The 77 Chapters include: The Reckless Genius, Move Star Passengers, Japan's Cast System, Lindbergh's Waitress Date, Roosevelt Meets Churchill, My Blind Date in London, The Nerve Gas Attacker, Merv Griffin Steals My Shrimp, Employees Invade First Class, Yoko and Jackie, Juan Trippe's Last Flight, Marilyn Monroe's Honeymoon, Pan Am Goes to War, A Bond Girl's Threat, The Shogun Writer and more.
About the author:
Fumiko Takahashi earned her Masters Degree from Columbia University in New York while actively flying for Pan Am. She is the author of 12 books in Japanese. This is her first memoir in English. Recently she helped promote the Pan Am TV series in Japan with appearances on TV and speaking engagements.
It was 1968, my second year as a Pan Am stewardess. I had just finished serving meals in economy class and went into the first class galley to cook my own meal. We were flying from Los Angeles to London on the polar route.
Suddenly this handsome man, with beautiful blue eyes, walked into the galley and asked, "Are you Japanese?"
My English had improved since I first started flying, so I felt more confident talking with passengers. "Yes", I replied.
I had noticed that this passenger's wife was always sleeping and he was always awake during the flight talking with the stewardesses. As we talked, I took my meal over to the lounge area and he followed me and sat down.

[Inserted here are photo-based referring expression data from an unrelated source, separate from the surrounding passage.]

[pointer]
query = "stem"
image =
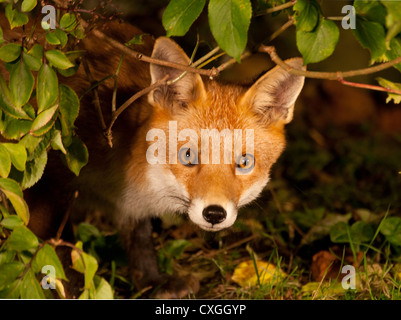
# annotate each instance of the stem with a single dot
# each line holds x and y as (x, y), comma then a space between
(137, 55)
(326, 75)
(127, 103)
(277, 8)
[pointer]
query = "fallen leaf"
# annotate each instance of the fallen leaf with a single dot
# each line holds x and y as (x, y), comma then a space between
(245, 273)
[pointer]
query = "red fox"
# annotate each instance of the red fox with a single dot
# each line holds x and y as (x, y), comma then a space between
(160, 160)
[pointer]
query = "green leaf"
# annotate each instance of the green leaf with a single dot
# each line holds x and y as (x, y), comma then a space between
(48, 256)
(5, 162)
(84, 263)
(10, 52)
(393, 12)
(28, 5)
(22, 239)
(370, 10)
(14, 17)
(138, 39)
(77, 155)
(69, 106)
(21, 84)
(36, 51)
(320, 44)
(30, 287)
(229, 22)
(395, 51)
(46, 87)
(43, 118)
(103, 289)
(391, 85)
(307, 15)
(371, 36)
(58, 59)
(180, 15)
(11, 222)
(18, 155)
(14, 193)
(32, 62)
(34, 170)
(6, 103)
(9, 272)
(57, 142)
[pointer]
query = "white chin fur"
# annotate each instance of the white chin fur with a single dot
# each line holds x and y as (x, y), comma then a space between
(196, 216)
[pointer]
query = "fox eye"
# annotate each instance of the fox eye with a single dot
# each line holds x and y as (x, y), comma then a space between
(245, 163)
(187, 157)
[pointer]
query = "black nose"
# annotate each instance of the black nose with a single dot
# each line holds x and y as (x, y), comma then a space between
(214, 214)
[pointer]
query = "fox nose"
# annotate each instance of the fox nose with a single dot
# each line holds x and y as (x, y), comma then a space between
(214, 214)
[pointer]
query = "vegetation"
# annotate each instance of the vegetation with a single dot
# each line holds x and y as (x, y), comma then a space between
(333, 199)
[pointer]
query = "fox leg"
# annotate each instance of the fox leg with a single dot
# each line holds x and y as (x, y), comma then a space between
(143, 265)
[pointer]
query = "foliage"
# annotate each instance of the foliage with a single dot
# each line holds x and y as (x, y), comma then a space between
(38, 112)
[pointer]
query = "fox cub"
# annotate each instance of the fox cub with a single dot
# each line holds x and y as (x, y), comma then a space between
(196, 147)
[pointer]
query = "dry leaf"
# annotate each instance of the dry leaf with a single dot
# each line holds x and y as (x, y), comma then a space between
(245, 274)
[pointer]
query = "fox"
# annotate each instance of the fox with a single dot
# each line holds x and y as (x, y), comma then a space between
(145, 175)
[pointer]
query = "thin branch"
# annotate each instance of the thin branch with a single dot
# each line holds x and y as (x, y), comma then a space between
(326, 75)
(368, 86)
(127, 103)
(277, 8)
(96, 100)
(137, 55)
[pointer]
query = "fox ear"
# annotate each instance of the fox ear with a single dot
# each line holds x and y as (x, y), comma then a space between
(273, 95)
(179, 94)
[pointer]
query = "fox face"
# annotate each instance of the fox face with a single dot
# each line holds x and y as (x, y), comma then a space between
(210, 146)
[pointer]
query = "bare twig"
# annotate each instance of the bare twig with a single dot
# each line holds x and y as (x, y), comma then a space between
(277, 8)
(137, 55)
(326, 75)
(130, 101)
(96, 100)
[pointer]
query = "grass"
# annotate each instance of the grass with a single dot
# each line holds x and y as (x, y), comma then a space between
(330, 195)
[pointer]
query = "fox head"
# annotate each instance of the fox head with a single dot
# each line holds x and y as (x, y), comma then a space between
(211, 145)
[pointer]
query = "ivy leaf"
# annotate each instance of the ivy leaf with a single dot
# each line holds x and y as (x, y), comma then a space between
(34, 170)
(58, 59)
(180, 15)
(46, 87)
(77, 155)
(307, 15)
(69, 106)
(28, 5)
(84, 263)
(229, 22)
(320, 44)
(370, 10)
(371, 36)
(48, 256)
(43, 118)
(22, 239)
(14, 193)
(10, 52)
(395, 51)
(18, 155)
(5, 162)
(30, 287)
(21, 84)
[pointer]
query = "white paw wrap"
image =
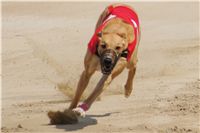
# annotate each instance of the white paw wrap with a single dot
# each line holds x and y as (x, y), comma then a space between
(79, 111)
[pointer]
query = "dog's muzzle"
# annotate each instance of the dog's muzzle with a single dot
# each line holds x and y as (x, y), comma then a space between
(108, 60)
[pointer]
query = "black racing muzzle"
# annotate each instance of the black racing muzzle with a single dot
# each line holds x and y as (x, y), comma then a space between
(108, 60)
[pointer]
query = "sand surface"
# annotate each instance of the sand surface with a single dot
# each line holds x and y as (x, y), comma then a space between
(43, 47)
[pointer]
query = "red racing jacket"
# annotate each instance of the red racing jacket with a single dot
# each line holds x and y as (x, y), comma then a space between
(128, 16)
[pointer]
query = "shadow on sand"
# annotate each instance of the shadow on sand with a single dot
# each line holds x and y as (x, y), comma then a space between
(83, 122)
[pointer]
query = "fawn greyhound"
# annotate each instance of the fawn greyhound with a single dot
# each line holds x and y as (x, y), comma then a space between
(112, 48)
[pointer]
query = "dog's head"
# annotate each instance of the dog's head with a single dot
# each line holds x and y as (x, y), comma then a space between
(110, 47)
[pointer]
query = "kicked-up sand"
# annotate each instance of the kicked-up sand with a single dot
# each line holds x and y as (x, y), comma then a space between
(43, 47)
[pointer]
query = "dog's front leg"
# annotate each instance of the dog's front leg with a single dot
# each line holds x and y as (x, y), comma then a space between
(105, 81)
(129, 82)
(90, 67)
(83, 82)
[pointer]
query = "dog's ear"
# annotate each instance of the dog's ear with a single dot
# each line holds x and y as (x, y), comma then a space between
(131, 35)
(122, 35)
(99, 35)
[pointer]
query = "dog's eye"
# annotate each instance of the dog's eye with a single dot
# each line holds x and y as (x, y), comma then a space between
(103, 46)
(118, 48)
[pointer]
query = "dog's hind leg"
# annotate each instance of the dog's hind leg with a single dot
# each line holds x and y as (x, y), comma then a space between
(90, 66)
(129, 83)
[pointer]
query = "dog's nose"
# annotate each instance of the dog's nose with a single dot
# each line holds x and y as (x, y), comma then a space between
(107, 61)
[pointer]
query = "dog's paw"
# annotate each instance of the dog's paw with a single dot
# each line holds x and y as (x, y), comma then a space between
(79, 112)
(127, 90)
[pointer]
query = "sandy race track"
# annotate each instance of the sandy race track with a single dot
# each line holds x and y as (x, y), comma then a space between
(43, 46)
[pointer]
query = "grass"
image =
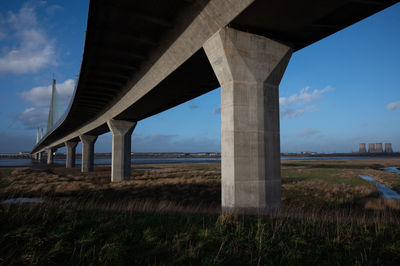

The first class lounge had sofa style seats and a table, like a restaurant. This lounge section was rare among airlines.
"You know, you look like Steve McQueen,” I told the man. “He's very popular in Japan. If you go there, I'm sure you'll be popular when people see you walking around."
The man nodded and smiled. "I've been to Japan a few times," he said, "and I really love it there.
Soon, another stewardess sat down and joined us in the conversation. At one point I said to her, "Doesn't he look like Steve McQueen?"
"Fumiko, that is Steve McQueen," she said.
Mister McQueen just sat there with a happy and satisfied smirk on his face.